The WHO global call emphasized that not every country should meet the 90-70-90 targets by 2030 to embark on the path to cervical cancer elimination in the next century [6]. The HPV vaccine is currently used in many countries and it is believed that the results of the national screening program will guide the studies on the use of this vaccine in our country. Various studies are being conducted to increase coverage rates in countries implementing screening programs and studies on self-HPV sampling are also being developed. These studies find that self-sampling is beneficial in removing barriers to clinician screening [33,34,35,36]. In studies of our country, the gynecological examination is considered one of the obstacles in the early detection of cervical cancer. [37,38,39]. The study by Sözmen et al. revealed that the number of women participating in cancer screening in our country is small [38]. Studies in different regions have shown that barriers to cervical cancer screening programs are similar.
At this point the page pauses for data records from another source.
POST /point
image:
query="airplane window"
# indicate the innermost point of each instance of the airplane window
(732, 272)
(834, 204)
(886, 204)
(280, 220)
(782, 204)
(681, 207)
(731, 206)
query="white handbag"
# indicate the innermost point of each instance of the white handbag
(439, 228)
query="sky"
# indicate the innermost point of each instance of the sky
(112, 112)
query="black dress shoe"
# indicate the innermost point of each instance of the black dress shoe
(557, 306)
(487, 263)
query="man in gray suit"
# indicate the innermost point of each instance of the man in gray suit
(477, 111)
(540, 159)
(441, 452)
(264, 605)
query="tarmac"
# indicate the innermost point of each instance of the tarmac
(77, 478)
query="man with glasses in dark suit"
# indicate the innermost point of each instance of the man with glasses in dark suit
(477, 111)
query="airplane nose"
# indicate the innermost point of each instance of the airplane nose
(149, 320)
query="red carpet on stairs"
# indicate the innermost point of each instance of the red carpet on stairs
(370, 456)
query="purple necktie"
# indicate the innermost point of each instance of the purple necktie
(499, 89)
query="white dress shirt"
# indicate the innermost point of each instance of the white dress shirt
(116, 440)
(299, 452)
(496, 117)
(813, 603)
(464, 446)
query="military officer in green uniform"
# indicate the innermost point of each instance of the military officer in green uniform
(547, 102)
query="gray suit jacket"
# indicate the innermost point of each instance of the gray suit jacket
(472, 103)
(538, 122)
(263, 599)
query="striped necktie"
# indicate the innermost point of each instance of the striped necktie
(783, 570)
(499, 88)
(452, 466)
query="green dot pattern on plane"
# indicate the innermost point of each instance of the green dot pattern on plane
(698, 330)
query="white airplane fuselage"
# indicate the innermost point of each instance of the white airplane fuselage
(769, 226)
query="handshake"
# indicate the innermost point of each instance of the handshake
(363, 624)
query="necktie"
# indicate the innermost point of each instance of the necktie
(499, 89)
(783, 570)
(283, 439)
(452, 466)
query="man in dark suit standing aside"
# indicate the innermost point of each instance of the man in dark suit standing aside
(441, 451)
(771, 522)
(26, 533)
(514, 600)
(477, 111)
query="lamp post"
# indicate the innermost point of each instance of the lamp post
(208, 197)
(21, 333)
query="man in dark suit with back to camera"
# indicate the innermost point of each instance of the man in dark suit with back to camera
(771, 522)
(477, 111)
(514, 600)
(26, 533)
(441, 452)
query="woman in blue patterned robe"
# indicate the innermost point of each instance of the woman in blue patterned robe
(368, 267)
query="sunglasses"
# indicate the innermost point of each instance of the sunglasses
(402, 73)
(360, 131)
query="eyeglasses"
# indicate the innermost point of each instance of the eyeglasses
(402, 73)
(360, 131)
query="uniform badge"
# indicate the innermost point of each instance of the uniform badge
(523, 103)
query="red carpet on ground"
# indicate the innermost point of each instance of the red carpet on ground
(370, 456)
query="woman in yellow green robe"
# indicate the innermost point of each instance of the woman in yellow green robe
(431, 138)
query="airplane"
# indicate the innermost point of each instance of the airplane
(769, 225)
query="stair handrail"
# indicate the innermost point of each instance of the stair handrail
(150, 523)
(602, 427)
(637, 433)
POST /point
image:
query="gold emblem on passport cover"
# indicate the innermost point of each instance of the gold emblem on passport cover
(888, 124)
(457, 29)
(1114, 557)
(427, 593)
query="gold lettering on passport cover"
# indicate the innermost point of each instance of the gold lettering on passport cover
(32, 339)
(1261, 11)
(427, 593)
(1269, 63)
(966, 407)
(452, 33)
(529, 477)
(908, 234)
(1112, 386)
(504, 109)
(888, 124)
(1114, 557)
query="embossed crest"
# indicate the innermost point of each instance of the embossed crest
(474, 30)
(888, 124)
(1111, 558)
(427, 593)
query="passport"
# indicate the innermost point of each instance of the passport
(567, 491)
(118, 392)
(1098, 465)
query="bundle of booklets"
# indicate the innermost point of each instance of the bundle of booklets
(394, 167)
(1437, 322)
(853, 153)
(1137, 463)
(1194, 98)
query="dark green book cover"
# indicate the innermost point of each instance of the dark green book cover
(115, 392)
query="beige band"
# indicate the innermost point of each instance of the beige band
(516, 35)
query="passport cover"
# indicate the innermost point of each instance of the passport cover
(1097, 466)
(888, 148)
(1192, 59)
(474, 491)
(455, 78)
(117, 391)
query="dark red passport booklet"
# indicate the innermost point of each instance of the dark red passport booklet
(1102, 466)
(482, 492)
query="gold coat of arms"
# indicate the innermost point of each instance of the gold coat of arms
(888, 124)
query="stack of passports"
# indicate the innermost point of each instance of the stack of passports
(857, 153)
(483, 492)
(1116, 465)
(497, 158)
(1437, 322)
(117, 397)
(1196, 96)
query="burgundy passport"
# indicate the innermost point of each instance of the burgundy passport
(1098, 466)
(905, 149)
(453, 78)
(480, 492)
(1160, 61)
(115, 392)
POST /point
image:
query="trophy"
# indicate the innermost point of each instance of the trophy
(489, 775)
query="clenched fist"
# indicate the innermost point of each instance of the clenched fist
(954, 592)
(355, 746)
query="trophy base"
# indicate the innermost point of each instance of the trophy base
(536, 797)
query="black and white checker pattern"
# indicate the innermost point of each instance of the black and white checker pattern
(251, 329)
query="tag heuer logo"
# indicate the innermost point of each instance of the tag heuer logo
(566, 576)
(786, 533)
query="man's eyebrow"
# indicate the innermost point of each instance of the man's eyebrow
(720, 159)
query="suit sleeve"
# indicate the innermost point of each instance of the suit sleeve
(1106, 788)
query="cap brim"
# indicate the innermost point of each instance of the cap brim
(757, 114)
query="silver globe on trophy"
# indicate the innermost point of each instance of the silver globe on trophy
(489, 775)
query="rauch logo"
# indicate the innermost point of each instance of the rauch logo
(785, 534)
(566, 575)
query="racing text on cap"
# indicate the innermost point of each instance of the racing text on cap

Among them, embarrassment, fear of physical privacy, fear of pain, fear of cancer, and concern about what the test will show rank among the top spots. Missing information is also a major obstacle. In a study of Muslim women, in addition to similar obstacles, social support, short processing times and responsibility for protecting one’s own health due to religious beliefs were found to be reasons for relief [40,41,42,43,44].

Because this is a retrospective study, we could not determine why women in the screening group did not accept the screening in our study. Given that we are a country with a majority Muslim population, it is believed that religious belief and cultural structure along with obstacles in other studies have an impact. Situations such as lack of information, lack of knowledge of health services or difficulties in accessing them may be due to the geographical structure of our city, among other things. For this reason, awareness-raising activities should be planned according to regional specificities and aim to reach all parts of society, especially through primary health care workers. In addition, we think that the self-test method will be useful to achieve the desired goal in the number of scans.

Our study has some limitations. One of them is that, apart from the age of the women, no further demographic variables (e.g. level of education, occupation, chronic illness) were available since the data collection from the automation program. Another limitation was that not all follow-up results of women who participated in the screening program and were HPV positive could be reached. Also, it was only performed on women admitted to health care facilities, and the number of women admitted to screening programs was small.